# Exome Analysis and Primer Design
##### Author: Kim Roggenbuck

In [1]:
import numpy as np
import matplotlib.pyplot as plt
import pandas as pd, sys
import seaborn as sns

In [2]:
#Read the data into a dataframe
df = pd.read_csv("Variants.csv", delimiter=';')
print('There are', len(df.index), 'rows to start with.')

There are 67654 rows to start with.


In [3]:
# STEP 1: filter out genetic changes with a frequency > 1%

df = df.dropna(subset=['DBSNP_FREQ_ALT'])
df2 = df[df['DBSNP_FREQ_ALT'].str.contains(pat ='0,01000')]
df3 = df[df['DBSNP_FREQ_ALT'].str.contains(pat ='0,00')]

df = df2.append(df3)
print('There are', len(df.index), 'rows left at this step.')
df.head()
#df.to_csv("df.csv")

There are 2789 rows left at this step.


Unnamed: 0,TYPE,CHROMOSOME,POS_START,POS_END,LENGTH,NUCL_REF,NUCL_ALT,ZYGOSITY,GENOTYPE,FREQ_ALT_DX32,REFGENE_GENE,REFGENE_TRANSCRIPT,REFGENE_LOC,REFGENE_CPOS,REFGENE_PPOS,DBSNP_NAME,DBSNP_FREQ_ALT,DBNSFP_ENSEMBL_PROTEIN
0,V,chr1,762273,762273,1,G,A,heterozygous ref-alt1,G/A,857142857.0,LINC00115,NR_024321,3'UTR,"NR_024321:c,*630C>T",,rs3115849,27,
1,V,chr1,866422,866422,1,C,T,heterozygous ref-alt1,C/T,,SAMD11,NM_152486,exonic,"NM_152486:c,258C>T",86,rs139210662,53,"SAMD11:p,(S10F);SAMD11:p,(S10F);SAMD11:p,(S10F)"
3,V,chr1,879276,879276,1,A,G,heterozygous ref-alt1,A/G,,SAMD11,NM_152486,intronic,"NM_152486:c,1801-12A>G",,rs115454328,81,
25,V,chr1,906302,906302,1,C,T,heterozygous ref-alt1,C/T,14705882.0,PLEKHN1,NM_032129;NM_001160184,exonic;exonic,"NM_032129:c,528C>T;NM_001160184:c,528C>T",176;176,rs41300090,39,
32,V,chr1,910903,910903,1,T,C,heterozygous ref-alt1,T/C,1.0,C1orf170,NR_027693,3'UTR,"NR_027693:c,*2716A>G",,rs4970429,68,


In [4]:
# STEP 1.5: filter out non autosomal chromosomes (meaning X and Y)
# normall I'd have done this as the first or second step in order to disregard as many non fitting variants as possible, 
# but I figured since our numbers after each step are compared I would leave it until the end.
df = df[df['CHROMOSOME'] != 'chrX']
df = df[df['CHROMOSOME'] != 'chrY']
print('There are', len(df.index), 'rows left at this step.')
df.to_csv("ddd.csv")

There are 2727 rows left at this step.


In [5]:
# STEP 2: filter out rows with wrong location
df2 = df[(df['REFGENE_LOC'].str.contains(pat ='exonic'))]
df4 = df[df['REFGENE_LOC'].str.contains(r'(?:\s|^)intronic-splice(?:\s|$)')]
df5 = df[df['REFGENE_LOC'].str.contains(r'(?:\s|^)exonic-splice(?:\s|$)')]
df = df2.append(df4)
df = df.append(df5)

print('There are', len(df.index), 'rows left at this step.')

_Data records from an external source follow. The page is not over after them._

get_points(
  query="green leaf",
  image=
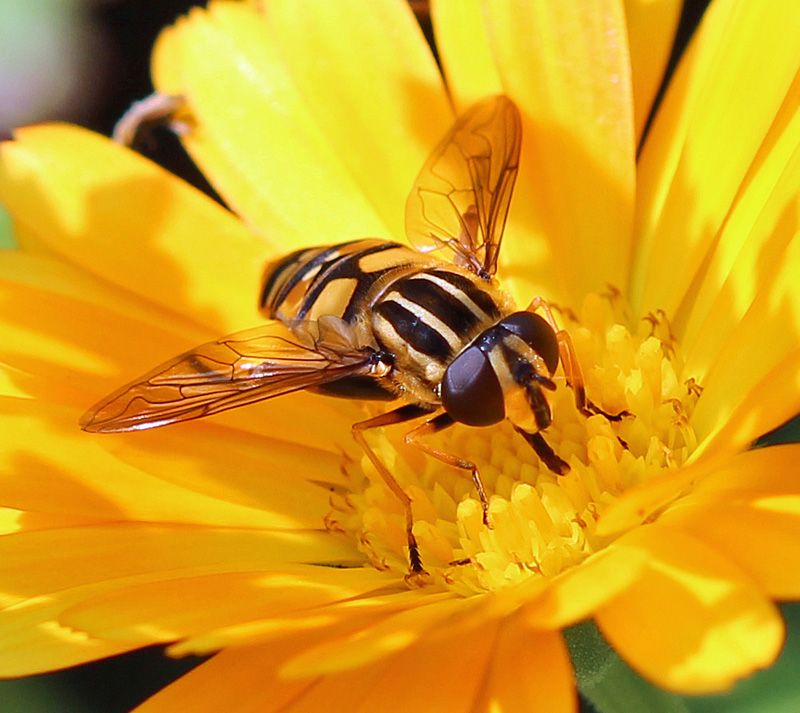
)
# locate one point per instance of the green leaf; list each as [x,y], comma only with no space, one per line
[611,686]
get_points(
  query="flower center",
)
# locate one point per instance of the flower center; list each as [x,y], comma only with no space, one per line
[540,523]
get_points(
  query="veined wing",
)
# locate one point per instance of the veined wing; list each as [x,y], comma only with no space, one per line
[239,369]
[461,197]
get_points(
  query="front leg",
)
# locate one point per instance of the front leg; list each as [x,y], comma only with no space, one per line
[439,423]
[398,415]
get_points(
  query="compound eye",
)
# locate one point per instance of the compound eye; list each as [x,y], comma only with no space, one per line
[471,392]
[538,333]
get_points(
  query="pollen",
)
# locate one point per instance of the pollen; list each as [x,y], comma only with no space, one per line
[539,522]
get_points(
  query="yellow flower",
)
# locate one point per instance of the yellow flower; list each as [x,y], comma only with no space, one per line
[263,533]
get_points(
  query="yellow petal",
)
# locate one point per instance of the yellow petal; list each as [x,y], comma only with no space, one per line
[530,671]
[465,51]
[47,275]
[54,333]
[761,536]
[339,621]
[170,609]
[719,108]
[42,577]
[576,593]
[757,388]
[635,505]
[693,622]
[567,66]
[194,473]
[270,160]
[34,641]
[754,254]
[651,31]
[124,219]
[750,511]
[249,673]
[427,678]
[759,470]
[377,97]
[394,633]
[62,343]
[116,555]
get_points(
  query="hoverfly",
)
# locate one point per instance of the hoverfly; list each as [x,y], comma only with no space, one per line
[378,320]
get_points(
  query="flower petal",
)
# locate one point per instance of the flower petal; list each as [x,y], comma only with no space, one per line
[465,51]
[717,112]
[426,678]
[35,642]
[274,157]
[755,254]
[750,511]
[530,671]
[378,97]
[576,593]
[567,66]
[198,474]
[182,605]
[42,577]
[123,218]
[692,623]
[651,31]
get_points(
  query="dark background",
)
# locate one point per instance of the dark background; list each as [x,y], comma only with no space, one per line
[124,31]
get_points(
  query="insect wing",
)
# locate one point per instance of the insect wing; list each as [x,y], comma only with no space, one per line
[239,369]
[461,197]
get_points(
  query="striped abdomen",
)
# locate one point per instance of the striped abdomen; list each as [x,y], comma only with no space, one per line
[422,311]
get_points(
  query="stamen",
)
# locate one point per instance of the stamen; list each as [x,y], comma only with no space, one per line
[541,523]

There are 1479 rows left at this step.


In [6]:
# STEP 3: filter out rows that do not affect proteins (frameshift (= I and D, meaning insertion and deletion) 
# or don't create new protein (= where last column not empty))
df = df[(df['TYPE'] == 'I') | (df['TYPE'] == 'D') | ((df['TYPE'] == 'V') & (df['DBNSFP_ENSEMBL_PROTEIN'].notna()))]
print('There are', len(df.index), 'rows left at this step.')

There are 854 rows left at this step.


In [7]:
# STEP 4: homozygous vs heterozygous
dfHetero = df[df['ZYGOSITY'] != 'homozygous alt1']
dfHomo = df[df['ZYGOSITY'] == 'homozygous alt1']

dfHetero = dfHetero[dfHetero.duplicated(subset=['REFGENE_GENE'], keep=False)]
df = dfHomo.append(dfHetero)
print('There are', len(df.index), 'rows left at this step.')

# kick out same ones:
df = df.drop_duplicates()
print('There are', len(df.index), 'rows left at this step.')

df.to_csv("HomoHeteroNew2.csv")

There are 181 rows left at this step.
There are 167 rows left at this step.


While the previous steps concerned the variant, the next steps involve the gene. These were done manually.